GAMformer: Bridging Tabular Foundation Models and Interpretable Machine Learning

While interpretability is crucial for machine learning applications in safety-critical domains and for regulatory compliance, existing tabular foundation models like TabPFN lack transparency. Generalized Additive Models (GAMs) provide the needed interpretability through their additive structure, but traditional GAM methods rely on iterative learning algorithms (such as splines, boosted trees, or neural networks) that are fundamentally incompatible with the in-context learning paradigm of foundation models. In this paper, we introduce GAMformer, the first tabular foundation model for GAMs that bridges the gap between the power of foundation models and the interpretability requirements of critical real-world applications. GAMformer estimates GAM shape functions in a single forward pass using in-context learning, representing a significant departure from conventional iterative approaches. Building on previous research on tabular foundation models, we train GAMformer exclusively on synthetically generated tables to prevent data leakage. Our experiments demonstrate that GAMformer performs comparably to other leading GAMs across various classification benchmarks.

💡 Research Summary

GAMformer introduces a novel approach that merges the predictive power of tabular foundation models with the interpretability of Generalized Additive Models (GAMs). Traditional GAMs—implemented via splines, boosted trees (EBMs), or neural additive models (NAMs)—require iterative fitting, hyper‑parameter tuning, and often struggle to capture abrupt discontinuities. In contrast, modern tabular foundation models such as TabPFN achieve high accuracy through large‑scale pre‑training on synthetic data but operate as opaque black boxes. GAMformer bridges this gap by training a transformer exclusively on synthetic tabular datasets generated from two priors: random structural causal graphs and Gaussian processes. The model learns to infer per‑feature shape functions directly from in‑context examples, eliminating the need for any gradient‑based fitting at inference time.

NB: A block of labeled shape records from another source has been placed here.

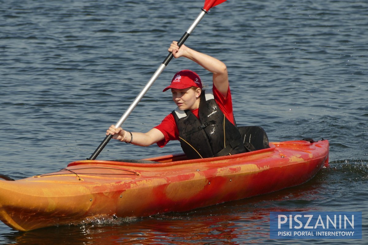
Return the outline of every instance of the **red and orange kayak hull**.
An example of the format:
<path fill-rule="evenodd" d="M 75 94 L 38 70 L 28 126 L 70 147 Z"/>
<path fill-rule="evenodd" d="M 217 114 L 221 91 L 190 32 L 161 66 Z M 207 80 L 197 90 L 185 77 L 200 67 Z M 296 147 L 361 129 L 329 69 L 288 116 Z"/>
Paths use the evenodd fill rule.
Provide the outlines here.
<path fill-rule="evenodd" d="M 0 180 L 0 220 L 28 231 L 99 217 L 181 212 L 305 182 L 328 162 L 327 140 L 270 144 L 233 156 L 158 163 L 84 160 L 54 173 Z"/>

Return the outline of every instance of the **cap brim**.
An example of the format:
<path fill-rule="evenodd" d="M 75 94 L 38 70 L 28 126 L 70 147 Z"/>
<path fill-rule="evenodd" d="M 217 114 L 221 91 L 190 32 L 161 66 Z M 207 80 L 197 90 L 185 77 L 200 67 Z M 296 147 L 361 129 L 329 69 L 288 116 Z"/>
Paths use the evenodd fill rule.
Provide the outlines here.
<path fill-rule="evenodd" d="M 164 92 L 165 91 L 170 89 L 187 89 L 188 88 L 190 88 L 191 87 L 193 87 L 193 85 L 192 84 L 170 84 L 170 86 L 168 86 L 167 87 L 165 88 L 163 90 L 163 92 Z"/>

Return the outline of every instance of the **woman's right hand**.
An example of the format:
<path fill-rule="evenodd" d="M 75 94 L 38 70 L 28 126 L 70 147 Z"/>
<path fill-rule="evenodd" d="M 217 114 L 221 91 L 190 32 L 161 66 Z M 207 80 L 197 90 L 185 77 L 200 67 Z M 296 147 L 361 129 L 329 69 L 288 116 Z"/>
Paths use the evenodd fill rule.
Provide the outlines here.
<path fill-rule="evenodd" d="M 128 132 L 121 127 L 117 129 L 114 125 L 110 126 L 106 130 L 106 135 L 109 134 L 113 136 L 113 138 L 124 142 L 126 141 L 128 138 Z"/>

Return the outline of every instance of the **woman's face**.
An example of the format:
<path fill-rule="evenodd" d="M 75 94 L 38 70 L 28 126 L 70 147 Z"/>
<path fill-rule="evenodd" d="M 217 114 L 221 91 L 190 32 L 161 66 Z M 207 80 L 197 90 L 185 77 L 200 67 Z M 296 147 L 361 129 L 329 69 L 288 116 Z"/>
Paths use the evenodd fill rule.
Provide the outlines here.
<path fill-rule="evenodd" d="M 191 110 L 198 109 L 199 105 L 199 97 L 201 89 L 191 87 L 183 89 L 171 89 L 173 100 L 180 110 Z"/>

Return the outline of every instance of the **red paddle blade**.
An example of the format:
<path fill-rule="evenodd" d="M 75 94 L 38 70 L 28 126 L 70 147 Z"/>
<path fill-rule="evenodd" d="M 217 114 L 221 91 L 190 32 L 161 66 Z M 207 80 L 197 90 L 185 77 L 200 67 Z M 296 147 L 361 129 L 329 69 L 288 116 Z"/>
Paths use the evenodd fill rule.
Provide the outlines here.
<path fill-rule="evenodd" d="M 205 1 L 205 6 L 203 7 L 203 9 L 208 11 L 211 8 L 215 7 L 216 5 L 222 3 L 226 0 L 206 0 Z"/>

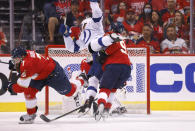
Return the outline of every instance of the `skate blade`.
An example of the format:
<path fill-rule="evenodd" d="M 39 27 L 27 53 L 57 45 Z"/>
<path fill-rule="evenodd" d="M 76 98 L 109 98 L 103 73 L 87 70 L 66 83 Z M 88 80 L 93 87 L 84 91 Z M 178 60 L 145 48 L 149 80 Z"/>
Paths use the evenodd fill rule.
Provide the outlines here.
<path fill-rule="evenodd" d="M 102 115 L 100 115 L 100 114 L 95 114 L 95 120 L 96 121 L 100 121 L 101 120 L 101 118 L 102 118 Z"/>
<path fill-rule="evenodd" d="M 85 111 L 84 113 L 79 113 L 78 118 L 85 116 L 88 112 L 89 112 L 90 108 L 87 109 L 87 111 Z"/>
<path fill-rule="evenodd" d="M 29 121 L 29 122 L 18 122 L 18 124 L 33 124 L 34 121 Z"/>

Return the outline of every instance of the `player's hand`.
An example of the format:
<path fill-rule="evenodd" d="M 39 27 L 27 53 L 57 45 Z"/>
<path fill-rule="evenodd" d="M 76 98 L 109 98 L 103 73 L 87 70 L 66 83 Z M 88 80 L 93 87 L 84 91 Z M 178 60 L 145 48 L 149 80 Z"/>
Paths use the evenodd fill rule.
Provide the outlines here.
<path fill-rule="evenodd" d="M 99 2 L 99 0 L 89 0 L 90 2 Z"/>
<path fill-rule="evenodd" d="M 98 56 L 97 56 L 97 61 L 100 63 L 100 64 L 103 64 L 104 62 L 105 62 L 105 60 L 106 60 L 106 58 L 107 58 L 107 54 L 106 54 L 106 52 L 104 51 L 104 50 L 100 50 L 99 52 L 98 52 Z"/>
<path fill-rule="evenodd" d="M 89 45 L 88 45 L 88 50 L 89 50 L 89 52 L 91 53 L 91 54 L 93 54 L 95 51 L 93 51 L 92 50 L 92 48 L 91 48 L 91 43 L 89 43 Z"/>
<path fill-rule="evenodd" d="M 10 69 L 10 70 L 16 70 L 16 69 L 15 69 L 15 65 L 14 65 L 14 63 L 13 63 L 12 60 L 9 60 L 9 69 Z"/>
<path fill-rule="evenodd" d="M 13 93 L 13 83 L 12 83 L 12 82 L 8 82 L 7 90 L 8 90 L 10 93 Z"/>
<path fill-rule="evenodd" d="M 70 36 L 70 28 L 67 25 L 60 24 L 59 33 L 65 37 Z"/>

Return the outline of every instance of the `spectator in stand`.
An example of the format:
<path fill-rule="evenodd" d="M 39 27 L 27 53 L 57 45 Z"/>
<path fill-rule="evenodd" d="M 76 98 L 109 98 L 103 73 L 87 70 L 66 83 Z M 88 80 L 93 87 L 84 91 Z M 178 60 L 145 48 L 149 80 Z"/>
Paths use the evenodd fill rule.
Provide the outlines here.
<path fill-rule="evenodd" d="M 60 20 L 63 21 L 64 16 L 70 10 L 70 2 L 65 0 L 50 0 L 46 2 L 43 10 L 48 24 L 49 41 L 48 43 L 55 43 L 54 34 L 56 28 L 58 28 Z"/>
<path fill-rule="evenodd" d="M 182 38 L 178 38 L 176 28 L 173 24 L 167 27 L 167 38 L 161 43 L 161 50 L 164 54 L 187 54 L 188 48 L 186 42 Z"/>
<path fill-rule="evenodd" d="M 104 2 L 104 13 L 107 16 L 109 13 L 117 13 L 117 7 L 123 0 L 105 0 Z"/>
<path fill-rule="evenodd" d="M 150 3 L 146 3 L 138 21 L 143 24 L 151 24 L 152 11 L 152 5 Z"/>
<path fill-rule="evenodd" d="M 104 1 L 104 25 L 105 32 L 110 31 L 109 15 L 113 17 L 118 12 L 118 5 L 122 0 L 105 0 Z"/>
<path fill-rule="evenodd" d="M 153 10 L 160 11 L 166 8 L 166 0 L 150 0 Z"/>
<path fill-rule="evenodd" d="M 190 9 L 190 0 L 177 0 L 177 10 L 184 14 L 186 9 Z"/>
<path fill-rule="evenodd" d="M 163 40 L 163 28 L 162 28 L 161 16 L 158 13 L 158 11 L 152 11 L 151 25 L 153 28 L 153 36 L 160 43 Z"/>
<path fill-rule="evenodd" d="M 189 44 L 189 25 L 185 24 L 184 16 L 180 11 L 176 11 L 174 24 L 176 26 L 177 37 L 182 38 Z"/>
<path fill-rule="evenodd" d="M 71 2 L 71 11 L 67 13 L 66 25 L 69 27 L 78 26 L 77 18 L 79 16 L 79 3 L 77 0 Z"/>
<path fill-rule="evenodd" d="M 173 24 L 176 11 L 176 0 L 167 0 L 167 8 L 160 11 L 163 21 L 163 27 L 167 24 Z"/>
<path fill-rule="evenodd" d="M 152 27 L 149 24 L 145 24 L 142 28 L 143 36 L 137 41 L 137 45 L 150 47 L 150 53 L 160 53 L 159 42 L 152 35 Z"/>
<path fill-rule="evenodd" d="M 126 1 L 127 6 L 135 10 L 137 16 L 139 16 L 144 8 L 144 5 L 149 2 L 149 0 L 123 0 Z"/>
<path fill-rule="evenodd" d="M 141 35 L 143 25 L 137 22 L 136 14 L 133 9 L 131 8 L 128 9 L 126 13 L 126 18 L 123 21 L 123 26 L 125 30 L 128 31 L 130 39 L 136 42 L 136 40 Z"/>
<path fill-rule="evenodd" d="M 79 12 L 87 13 L 91 12 L 89 0 L 78 0 L 79 1 Z"/>
<path fill-rule="evenodd" d="M 125 2 L 120 2 L 117 8 L 117 13 L 113 14 L 115 22 L 123 22 L 125 19 L 127 6 Z"/>
<path fill-rule="evenodd" d="M 7 47 L 7 38 L 3 32 L 2 26 L 0 26 L 0 54 L 4 53 Z"/>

The pipeline consists of two steps. First, during a single forward pass, the transformer receives a context consisting of training feature vectors and their labels. All features are quantized into 64 bins, one‑hot encoded, and embedded via a small MLP; labels are similarly embedded and added to each feature embedding. The transformer alternates column‑wise attention (capturing interactions among features within a data point) and row‑wise attention (capturing interactions across data points for a given feature). This bi‑attention design ensures permutation equivariance with respect to both feature order and sample order, allowing the model to handle variable‑sized tables without padding. After the attention layers, class‑wise average embeddings are computed, yielding a tensor of shape (features × embedding_dim × classes). A shared decoder MLP maps each feature‑class embedding to a 64‑dimensional vector that represents the discretized shape function for that feature and class.

Second, for a test instance, each feature value is placed into its corresponding bin, and the pre‑computed shape values are summed across features (and classes, if multi‑class) to produce the final prediction. This operation mirrors the additive structure of a GAM: g(ĥy) = ∑ₖ fₖ(xₖ). Because the shape functions are already estimated during the forward pass, no iterative optimization is required, dramatically reducing inference latency and removing the need for regularization hyper‑parameters.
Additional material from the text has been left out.